"A mon avis, une rencontre osséto-géorgienne sur le règlement du conflit n'est possible qu'entre des fonctionnaires de même rang. Aussi, le Premier ministre de la Géorgie, Zourab Nogaïdeli, ne doit pas me rencontrer, mais doit plutôt s'entretenir avec le Premier ministre de l'Ossétie du Sud, Youri Morozov. Pour une fois, nous avons fait une concession, et j'ai rencontré l'ancien Premier ministre de la Géorgie, Zourab Jvania. Nous avons voulu à l'époque manifester notre bonne volonté de nous engager dans un dialogue. Quoi qu'il en soit, la partie géorgienne n'en a tiré aucun enseignement positif, et voilà que nous nous voyons obligés de réagir, comme il se doit", a expliqué Edouard Kokoïty, président de l'Ossétie du Sud (république autoproclamée sur le territoire de la Géorgie).

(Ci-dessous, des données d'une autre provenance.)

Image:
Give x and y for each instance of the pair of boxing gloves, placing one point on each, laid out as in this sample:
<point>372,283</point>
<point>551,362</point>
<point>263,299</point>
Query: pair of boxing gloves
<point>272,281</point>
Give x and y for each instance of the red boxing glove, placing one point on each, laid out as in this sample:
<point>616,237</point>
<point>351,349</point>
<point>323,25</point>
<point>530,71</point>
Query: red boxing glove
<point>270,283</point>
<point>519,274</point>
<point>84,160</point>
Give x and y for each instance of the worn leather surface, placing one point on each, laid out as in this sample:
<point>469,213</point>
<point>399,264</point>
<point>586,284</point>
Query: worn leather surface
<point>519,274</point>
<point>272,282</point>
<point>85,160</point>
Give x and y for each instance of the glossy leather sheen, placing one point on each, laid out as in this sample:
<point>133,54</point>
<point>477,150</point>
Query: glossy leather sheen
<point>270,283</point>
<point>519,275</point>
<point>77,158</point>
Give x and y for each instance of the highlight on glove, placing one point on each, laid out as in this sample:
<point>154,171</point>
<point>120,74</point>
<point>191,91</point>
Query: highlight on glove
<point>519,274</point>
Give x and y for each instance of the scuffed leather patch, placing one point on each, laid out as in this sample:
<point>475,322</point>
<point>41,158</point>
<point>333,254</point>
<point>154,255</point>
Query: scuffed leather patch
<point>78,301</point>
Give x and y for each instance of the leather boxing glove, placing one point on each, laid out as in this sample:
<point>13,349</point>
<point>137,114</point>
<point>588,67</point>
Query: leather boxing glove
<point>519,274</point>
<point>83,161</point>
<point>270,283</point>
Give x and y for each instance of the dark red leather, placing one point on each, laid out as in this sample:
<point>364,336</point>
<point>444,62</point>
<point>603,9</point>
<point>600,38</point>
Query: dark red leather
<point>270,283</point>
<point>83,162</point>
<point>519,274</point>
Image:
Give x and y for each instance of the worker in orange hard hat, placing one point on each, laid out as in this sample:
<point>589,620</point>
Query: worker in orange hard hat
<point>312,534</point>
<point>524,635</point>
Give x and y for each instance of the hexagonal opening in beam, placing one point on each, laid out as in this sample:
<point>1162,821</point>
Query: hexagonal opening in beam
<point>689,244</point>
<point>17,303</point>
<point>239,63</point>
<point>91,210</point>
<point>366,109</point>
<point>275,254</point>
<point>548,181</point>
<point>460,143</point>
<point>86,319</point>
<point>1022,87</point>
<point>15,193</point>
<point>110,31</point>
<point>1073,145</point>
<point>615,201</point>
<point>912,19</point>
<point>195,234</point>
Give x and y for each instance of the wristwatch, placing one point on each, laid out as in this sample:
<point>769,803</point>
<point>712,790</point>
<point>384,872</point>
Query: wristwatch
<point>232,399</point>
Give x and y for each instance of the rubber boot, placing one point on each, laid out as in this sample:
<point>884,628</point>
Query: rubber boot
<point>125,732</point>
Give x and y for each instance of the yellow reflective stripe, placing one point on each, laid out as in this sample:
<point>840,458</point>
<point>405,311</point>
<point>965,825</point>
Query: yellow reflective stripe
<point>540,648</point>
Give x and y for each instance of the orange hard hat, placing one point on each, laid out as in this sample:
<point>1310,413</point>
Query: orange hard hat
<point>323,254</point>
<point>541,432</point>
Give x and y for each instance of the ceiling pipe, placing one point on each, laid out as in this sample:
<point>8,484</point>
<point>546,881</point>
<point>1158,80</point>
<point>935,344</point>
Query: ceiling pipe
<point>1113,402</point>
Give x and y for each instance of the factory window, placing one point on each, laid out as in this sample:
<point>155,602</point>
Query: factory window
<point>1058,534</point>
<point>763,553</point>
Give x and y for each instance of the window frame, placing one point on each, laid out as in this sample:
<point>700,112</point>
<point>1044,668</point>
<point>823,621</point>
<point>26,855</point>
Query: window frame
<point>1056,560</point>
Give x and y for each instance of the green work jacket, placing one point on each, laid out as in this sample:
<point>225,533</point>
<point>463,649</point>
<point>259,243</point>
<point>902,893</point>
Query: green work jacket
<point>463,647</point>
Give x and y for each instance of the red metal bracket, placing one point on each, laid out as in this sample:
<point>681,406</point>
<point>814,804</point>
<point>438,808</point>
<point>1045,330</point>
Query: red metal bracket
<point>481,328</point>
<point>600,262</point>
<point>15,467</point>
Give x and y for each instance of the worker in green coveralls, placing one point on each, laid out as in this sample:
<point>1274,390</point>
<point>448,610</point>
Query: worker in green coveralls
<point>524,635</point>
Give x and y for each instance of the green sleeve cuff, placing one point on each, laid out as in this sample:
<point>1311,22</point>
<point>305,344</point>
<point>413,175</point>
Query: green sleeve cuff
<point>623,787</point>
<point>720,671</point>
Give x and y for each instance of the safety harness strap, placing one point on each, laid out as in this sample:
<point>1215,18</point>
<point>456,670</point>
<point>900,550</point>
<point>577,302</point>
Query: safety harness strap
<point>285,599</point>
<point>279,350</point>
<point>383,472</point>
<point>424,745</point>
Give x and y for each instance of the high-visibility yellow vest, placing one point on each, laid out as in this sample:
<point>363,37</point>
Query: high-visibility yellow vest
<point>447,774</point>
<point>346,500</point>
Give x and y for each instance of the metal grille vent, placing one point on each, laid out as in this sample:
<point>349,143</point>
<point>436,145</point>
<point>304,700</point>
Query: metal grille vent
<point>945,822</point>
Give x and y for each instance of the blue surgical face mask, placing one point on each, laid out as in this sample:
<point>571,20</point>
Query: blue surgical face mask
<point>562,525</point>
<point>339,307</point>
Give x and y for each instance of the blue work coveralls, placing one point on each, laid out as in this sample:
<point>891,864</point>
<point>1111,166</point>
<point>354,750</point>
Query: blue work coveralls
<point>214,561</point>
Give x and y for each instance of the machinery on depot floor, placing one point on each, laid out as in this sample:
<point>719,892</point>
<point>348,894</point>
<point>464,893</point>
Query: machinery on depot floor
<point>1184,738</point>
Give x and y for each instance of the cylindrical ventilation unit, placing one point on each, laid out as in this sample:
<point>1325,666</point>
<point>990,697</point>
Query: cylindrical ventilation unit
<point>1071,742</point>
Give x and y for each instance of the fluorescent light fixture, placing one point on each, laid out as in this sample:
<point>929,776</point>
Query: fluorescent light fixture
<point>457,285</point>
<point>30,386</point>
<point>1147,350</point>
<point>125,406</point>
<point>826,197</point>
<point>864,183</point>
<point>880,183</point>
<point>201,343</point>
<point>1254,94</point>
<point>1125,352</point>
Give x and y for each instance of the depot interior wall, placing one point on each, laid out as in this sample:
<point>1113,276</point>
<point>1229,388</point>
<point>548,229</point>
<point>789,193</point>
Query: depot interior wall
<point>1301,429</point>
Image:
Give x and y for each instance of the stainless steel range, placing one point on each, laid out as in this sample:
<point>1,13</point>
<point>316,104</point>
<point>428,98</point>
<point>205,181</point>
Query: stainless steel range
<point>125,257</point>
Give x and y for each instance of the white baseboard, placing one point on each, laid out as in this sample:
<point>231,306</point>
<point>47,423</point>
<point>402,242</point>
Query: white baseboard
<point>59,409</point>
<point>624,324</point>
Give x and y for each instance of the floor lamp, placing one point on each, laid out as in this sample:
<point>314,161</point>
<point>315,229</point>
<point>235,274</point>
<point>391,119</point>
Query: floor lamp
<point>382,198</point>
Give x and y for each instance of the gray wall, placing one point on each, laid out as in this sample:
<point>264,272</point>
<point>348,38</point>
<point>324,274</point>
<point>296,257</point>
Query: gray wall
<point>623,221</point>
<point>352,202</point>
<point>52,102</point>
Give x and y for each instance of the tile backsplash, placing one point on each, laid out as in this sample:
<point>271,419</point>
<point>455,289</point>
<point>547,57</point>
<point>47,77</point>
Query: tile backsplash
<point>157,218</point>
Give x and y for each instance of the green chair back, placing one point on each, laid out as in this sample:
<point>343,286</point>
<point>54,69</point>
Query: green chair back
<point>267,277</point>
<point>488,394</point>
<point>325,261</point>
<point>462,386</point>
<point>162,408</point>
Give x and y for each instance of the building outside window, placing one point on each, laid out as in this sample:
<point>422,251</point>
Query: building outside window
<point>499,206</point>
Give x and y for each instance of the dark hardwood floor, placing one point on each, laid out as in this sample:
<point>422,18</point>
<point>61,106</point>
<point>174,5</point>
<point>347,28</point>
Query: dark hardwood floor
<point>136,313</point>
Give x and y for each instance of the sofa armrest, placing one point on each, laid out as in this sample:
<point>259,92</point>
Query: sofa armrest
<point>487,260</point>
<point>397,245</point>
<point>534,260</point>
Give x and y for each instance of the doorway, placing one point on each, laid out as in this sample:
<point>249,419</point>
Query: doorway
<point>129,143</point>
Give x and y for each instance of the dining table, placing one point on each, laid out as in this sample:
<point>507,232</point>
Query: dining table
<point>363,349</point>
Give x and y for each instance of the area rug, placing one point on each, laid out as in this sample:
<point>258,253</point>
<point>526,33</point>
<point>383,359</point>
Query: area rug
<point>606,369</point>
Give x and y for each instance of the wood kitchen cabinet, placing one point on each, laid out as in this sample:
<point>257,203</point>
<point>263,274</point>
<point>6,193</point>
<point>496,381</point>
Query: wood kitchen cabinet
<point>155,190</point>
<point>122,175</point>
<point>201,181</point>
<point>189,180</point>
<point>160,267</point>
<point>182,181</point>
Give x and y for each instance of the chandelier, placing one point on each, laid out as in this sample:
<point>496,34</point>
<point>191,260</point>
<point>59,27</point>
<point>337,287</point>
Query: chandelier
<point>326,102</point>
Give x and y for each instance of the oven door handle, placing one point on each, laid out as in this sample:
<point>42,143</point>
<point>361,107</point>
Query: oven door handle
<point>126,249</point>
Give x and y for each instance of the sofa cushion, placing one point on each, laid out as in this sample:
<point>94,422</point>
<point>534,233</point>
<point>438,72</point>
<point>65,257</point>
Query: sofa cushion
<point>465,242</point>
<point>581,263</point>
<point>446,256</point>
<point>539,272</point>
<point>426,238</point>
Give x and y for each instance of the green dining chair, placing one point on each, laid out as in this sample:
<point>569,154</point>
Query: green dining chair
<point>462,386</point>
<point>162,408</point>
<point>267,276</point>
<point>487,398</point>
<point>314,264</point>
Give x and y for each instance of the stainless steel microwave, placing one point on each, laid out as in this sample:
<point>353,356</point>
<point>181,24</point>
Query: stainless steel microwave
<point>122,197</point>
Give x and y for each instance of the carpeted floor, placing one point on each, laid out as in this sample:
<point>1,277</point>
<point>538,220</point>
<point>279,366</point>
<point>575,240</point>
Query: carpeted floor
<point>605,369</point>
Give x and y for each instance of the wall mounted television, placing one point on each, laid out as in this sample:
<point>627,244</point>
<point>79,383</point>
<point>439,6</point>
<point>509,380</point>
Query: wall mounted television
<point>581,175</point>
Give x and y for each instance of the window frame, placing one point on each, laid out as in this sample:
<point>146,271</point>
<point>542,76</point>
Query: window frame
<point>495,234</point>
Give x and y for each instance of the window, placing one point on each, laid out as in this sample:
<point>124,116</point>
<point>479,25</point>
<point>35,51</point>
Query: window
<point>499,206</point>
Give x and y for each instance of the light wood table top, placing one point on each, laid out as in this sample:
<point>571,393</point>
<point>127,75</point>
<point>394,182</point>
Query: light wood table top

"Le Président a "d'autres chats à fouetter" que de perdre son temps à rencontrer des gens qui ne décident rien aujourd'hui et ne peuvent, par conséquent, exercer aucune influence sur le déroulement des événements", a fait remarquer le leader sud-ossète. Qui plus est, a estimé Edouard Kokoïty, la rencontre entre Zourab Nogaïdeli et Youri Morozov pourrait avoir lieu sur le territoire de la Russie ou quelque part ailleurs, mais non en Géorgie.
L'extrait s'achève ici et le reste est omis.